Dollar sinks after debt deal is agreed

With just a day to go before the debt ceiling deadline, US politicians have managed to reach an agreement to raise the debt ceiling and prevent a catastrophic sovereign default. This morning, the dollar fell sharply, as market attention shifted towards riskier assets.

The standoff has had a negative effect on investor confidence, with ratings agency Fitch hinting at a drop in the US’ credit rating (currently AAA) and Chinese ratings firm Dagong downgrading the US from A to A-. It was certainly one of the main factors in preventing the Fed from tapering its stimulus programme last month, and the continuation of this programme is keeping the dollar low.
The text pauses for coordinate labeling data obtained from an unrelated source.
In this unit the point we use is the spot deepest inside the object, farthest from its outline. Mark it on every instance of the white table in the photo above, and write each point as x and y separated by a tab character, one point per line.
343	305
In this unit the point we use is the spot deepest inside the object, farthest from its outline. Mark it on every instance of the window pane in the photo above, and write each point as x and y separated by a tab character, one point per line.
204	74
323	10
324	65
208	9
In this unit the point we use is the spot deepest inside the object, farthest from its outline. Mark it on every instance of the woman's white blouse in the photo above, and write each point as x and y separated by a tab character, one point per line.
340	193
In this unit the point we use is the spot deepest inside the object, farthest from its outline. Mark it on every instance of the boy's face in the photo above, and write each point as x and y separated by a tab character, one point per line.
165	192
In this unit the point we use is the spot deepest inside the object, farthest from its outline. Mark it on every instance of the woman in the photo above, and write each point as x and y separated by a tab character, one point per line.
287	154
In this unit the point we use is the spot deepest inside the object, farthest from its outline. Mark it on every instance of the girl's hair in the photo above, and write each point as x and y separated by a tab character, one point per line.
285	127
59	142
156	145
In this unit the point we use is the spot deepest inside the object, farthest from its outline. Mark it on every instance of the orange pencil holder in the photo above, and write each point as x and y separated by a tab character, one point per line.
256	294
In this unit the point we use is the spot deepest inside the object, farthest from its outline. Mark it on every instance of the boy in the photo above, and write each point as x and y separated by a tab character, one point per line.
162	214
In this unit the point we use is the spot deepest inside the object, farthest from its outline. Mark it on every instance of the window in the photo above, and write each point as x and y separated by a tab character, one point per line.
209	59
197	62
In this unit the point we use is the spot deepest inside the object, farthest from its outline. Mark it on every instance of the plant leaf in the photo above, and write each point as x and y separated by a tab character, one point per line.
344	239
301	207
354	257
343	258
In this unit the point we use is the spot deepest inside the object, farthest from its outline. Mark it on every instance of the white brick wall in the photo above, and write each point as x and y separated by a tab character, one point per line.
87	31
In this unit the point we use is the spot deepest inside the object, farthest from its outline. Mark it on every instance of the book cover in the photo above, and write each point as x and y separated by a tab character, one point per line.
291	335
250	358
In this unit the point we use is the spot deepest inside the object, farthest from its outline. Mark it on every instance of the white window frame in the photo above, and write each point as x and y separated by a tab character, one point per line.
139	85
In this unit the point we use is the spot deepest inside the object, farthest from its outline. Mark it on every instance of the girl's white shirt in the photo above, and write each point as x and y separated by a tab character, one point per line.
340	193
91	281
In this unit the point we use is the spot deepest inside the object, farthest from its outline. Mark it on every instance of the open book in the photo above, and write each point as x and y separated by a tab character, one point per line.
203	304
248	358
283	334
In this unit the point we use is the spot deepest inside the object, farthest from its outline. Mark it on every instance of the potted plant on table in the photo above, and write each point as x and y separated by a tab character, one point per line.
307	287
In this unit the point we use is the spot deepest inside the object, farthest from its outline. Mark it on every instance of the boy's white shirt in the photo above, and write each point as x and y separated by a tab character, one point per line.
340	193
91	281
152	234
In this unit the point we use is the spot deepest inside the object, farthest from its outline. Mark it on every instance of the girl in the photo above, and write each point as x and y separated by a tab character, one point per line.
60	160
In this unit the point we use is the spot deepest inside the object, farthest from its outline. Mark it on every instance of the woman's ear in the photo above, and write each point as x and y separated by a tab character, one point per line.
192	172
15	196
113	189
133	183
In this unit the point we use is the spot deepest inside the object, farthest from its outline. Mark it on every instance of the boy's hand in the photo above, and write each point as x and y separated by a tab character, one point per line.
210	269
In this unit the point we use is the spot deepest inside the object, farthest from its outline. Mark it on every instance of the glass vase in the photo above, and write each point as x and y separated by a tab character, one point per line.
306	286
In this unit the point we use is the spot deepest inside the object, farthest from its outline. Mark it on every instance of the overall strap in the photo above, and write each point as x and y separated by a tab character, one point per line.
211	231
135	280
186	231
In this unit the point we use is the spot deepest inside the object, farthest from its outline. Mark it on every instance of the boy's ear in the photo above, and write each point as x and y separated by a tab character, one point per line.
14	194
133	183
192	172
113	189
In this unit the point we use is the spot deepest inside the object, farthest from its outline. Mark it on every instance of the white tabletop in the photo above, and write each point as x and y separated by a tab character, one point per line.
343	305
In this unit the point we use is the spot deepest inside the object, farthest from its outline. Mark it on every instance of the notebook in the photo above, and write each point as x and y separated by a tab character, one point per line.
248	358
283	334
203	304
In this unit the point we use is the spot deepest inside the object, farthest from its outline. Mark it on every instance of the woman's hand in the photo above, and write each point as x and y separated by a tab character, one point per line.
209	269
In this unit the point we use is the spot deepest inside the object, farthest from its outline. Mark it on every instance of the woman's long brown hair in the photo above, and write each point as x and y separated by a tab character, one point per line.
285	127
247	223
While markets have been soothed by the passing of the debt ceiling legislation, it is only a temporary fix, and has not solved the rift between Republicans and Democrats on the issue of spending and deficits.


The dollar fell against most major currencies, partly as a result of falling U.S. Treasury yields, with the dollar index plunging 0.75 percent to 79.877. The dollar was down 0.8% against the yen, trading at 97.95 yen after hitting a three-week high of 99.01 yen earlier in the day.

The euro was up 0.7% against the dollar to $1.3638, close to the eight-month high of $1.36465 hit on October 3. Growth-linked currencies such as the AUD and the NZD were also pushed to multi-month highs, with the Australian dollar rising to a four month high of $0.9603 and the New Zealand soaring to a five-month high of $0.8467.